Partieron hacia la residencia de Botana, una finca
ubicada en Don Torcuato, donde allí se alojaría durante su estadía. Luego de un
recorrido por las calles de la capital Argentina, halla frente al riachuelo
unos silos, lo que lo inspiraron a realizar una nueva obra de arte, pero se ve frustrada
puesto que se vio imposibilitado por trabas burocráticas, sin otra opción acude
a Botana, ya que venia realizando ilustraciones para su Diario. Éste le propone
pintar un mural en el sótano de la finca, Siqueiros en principio se niega a
realizarlo porque él decía que el arte es motivo de revolución social, y que
seria una contradicción para sus principios pintar en la casa de un burgués;
pero sin otra opción no le queda más que ceder.
Al encontrase en el sótano y luego de una inspección
minuciosa, a David le llega una brillante idea, mientras estaba con los colegas
que iban a ayudarlo a realizar la obra, decide que como no iba a poder hacer
una revolución social, iban a hacer una revolución artística, inspirándose en
la figura de su mujer.
Después de un llamado telefónico, Blanca Luz se hace presente en la casona,
Botana se ve cautivado por la belleza de la escritora uruguaya, una mujer fina y
delicada en sus movimientos, a su vez, muy inteligente. Queriendo así extender
la estadía de la pareja con intensión de seducirla. Era inevitable notar la
atracción que se producía entre ellos, Botana quien se hallaba en crisis con su
esposa y aprovechando el mal momento que estaban pasando Blanca con David, toma
partido y comienza a mantener una relación en paralelo con la mujer del
muralista, mientras Siqueiros estaba encerrado en el sótano realizando la obra.

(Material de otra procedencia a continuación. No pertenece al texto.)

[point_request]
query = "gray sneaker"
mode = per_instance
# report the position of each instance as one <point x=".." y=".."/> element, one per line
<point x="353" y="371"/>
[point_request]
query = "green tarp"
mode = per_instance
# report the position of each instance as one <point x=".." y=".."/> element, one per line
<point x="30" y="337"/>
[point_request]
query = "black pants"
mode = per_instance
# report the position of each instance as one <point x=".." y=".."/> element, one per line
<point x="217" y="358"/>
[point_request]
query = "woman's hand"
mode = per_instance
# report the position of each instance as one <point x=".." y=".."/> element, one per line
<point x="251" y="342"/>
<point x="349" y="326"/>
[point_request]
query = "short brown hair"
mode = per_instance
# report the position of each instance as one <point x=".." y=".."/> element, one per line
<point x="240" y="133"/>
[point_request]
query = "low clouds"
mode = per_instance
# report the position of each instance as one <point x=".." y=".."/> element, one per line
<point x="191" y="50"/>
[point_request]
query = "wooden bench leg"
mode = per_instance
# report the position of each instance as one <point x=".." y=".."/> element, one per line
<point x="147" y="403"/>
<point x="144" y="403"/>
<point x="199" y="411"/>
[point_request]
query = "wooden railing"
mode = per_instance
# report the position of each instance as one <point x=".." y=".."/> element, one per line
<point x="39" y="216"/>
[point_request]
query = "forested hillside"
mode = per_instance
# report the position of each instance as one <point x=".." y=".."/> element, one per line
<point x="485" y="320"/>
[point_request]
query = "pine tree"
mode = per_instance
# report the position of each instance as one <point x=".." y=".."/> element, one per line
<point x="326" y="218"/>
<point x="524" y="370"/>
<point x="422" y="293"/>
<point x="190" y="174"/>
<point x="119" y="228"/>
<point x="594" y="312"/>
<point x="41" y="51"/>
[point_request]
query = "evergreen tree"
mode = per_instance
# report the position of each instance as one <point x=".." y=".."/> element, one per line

Durante el transcurso de los días el mural iba tomando
forma, gracias a la implementación de técnicas novedosas que Siqueiros había traído
de Estados Unidos, sustituyó los bocetos por el uso de fotografías, también usó
aerógrafos y esténcil, pero al mismo tiempo el alcoholismo del pintor mexicano iba
en aumento y esto repercutía en forma violenta sobre su amada, quien viéndose
en esta situación hacía más fuerte la decisión de quedarse con Botana. Su
mujer, Salvadora Medina Onrubio, despechada por el engaño, se acuesta con el
policía que ella utilizaba como espía de su esposo. Su hijo al descubrirla teniendo
sexo con éste, huye de la escena. A partir de ese momento se afianza la
relación con su padre ignorando a su madre por completo, ella como último
recurso para hacer entrar en razón a su hijo, decide mostrarle su acta de nacimiento,
la cual demostraba que no era hijo de su padre. El joven atormentado por la situación
se ve en estado crítico y decide quitarse la vida.
Pasado este hecho, Siqueiros presenta su mural en una
fiesta realizada por Botana, en la cual asisten el presidente Justo, Pablo Neruda
y Antonio Berni entre otros. Una vez éste presentado y terminada la fiesta,
Siqueiros se reúne con Botana y Blanca Luz para brindar por el éxito que habían
tenido. Llegado el momento de partir, Siqueiros emprende un viaje a España para
participar en la guerra civil española, dejando libre a Blanca Luz.